Ma se era una vera innovazione, perché non si è affermata? Eppure non abbiamo visto questi strumenti nelle mani di gruppi che miravano al look spaziale/futuribile, sono stati accolti dai più grandi strumentisti del pianeta, inclusi alfieri di generi così diversi tra loro come Dave Gilmour, Eddie Van Halen, Bill Frisell, Allan Holdsworth, Reeves Gabrels (epoca Tin Machine) e per chi tra di voi abbia passato la fase del metal spettinato, Vito Bratta dei White Lion.
Da dove sono arrivati questi strumenti? Dove sono andati? Perché? Andiamo con ordine.
Un po’ di storia
Siamo alla metà degli anni ’70 e Ned Steinberger, l’altro Ned baffuto e incredibilmente gentile (oltre a Flanders), designer di mobili e figlio di un fisico di una certa rilevanza, stringe amicizia con un rispettato liutaio e costruttore di bassi, Stuart Spector, il quale lo coinvolge nel design di uno strumento, l’NS1.
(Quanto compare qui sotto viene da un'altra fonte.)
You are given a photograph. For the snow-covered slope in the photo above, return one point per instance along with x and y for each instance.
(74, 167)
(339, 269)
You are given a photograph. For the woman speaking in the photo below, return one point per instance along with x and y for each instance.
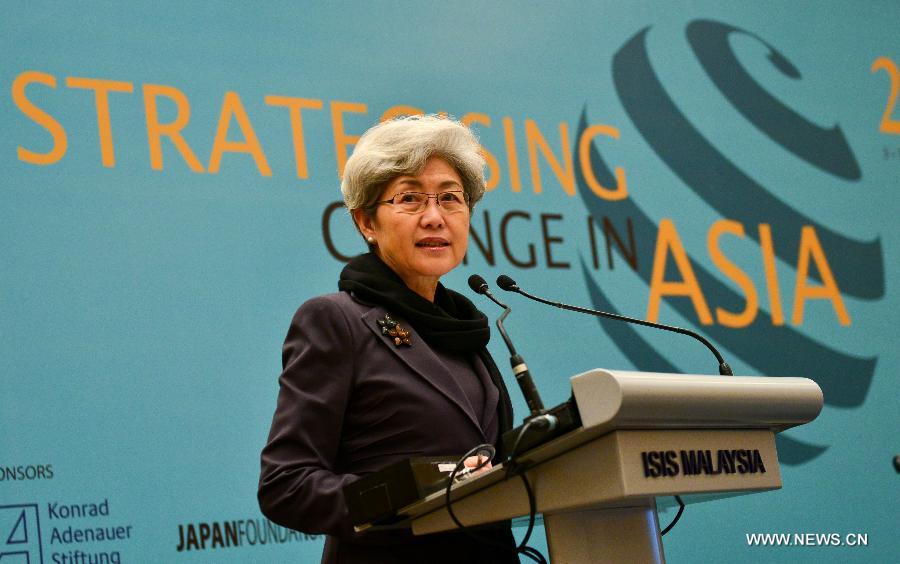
(394, 365)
Ned, che ha un approccio da profano allo strumento, è meravigliato di ciò a cui sono sottoposti i bassisti professionisti. Più che il peso, è lo sbilanciamento dello strumento a colpirlo: come si può mandare sul palco per due o tre ore di fila un povero bassista con uno strumento che tende a scendere dalla parte della paletta?
L’NS1 è uno strumento ancora abbastanza tradizionale: la forma del corpo e della paletta sono studiate per ridurre lo sbilanciamento, ma non è dissimile da molti altri strumenti sul mercato.
Ma Ned ha in mente qualcosa di più radicale. E una serie di domande ‘da profano’ alle quali i liutai e gli strumentisti interpellati non sanno dare risposte soddisfacenti.
Perché è costruito in legno?
Vi risponderanno che il legno arricchisce il suono e lo colora. Palle. Si usa il legno perché è tradizionalmente reperibile e di facile lavorabilità. Il legno modifica il suono? Sì. Lo arricchisce? No.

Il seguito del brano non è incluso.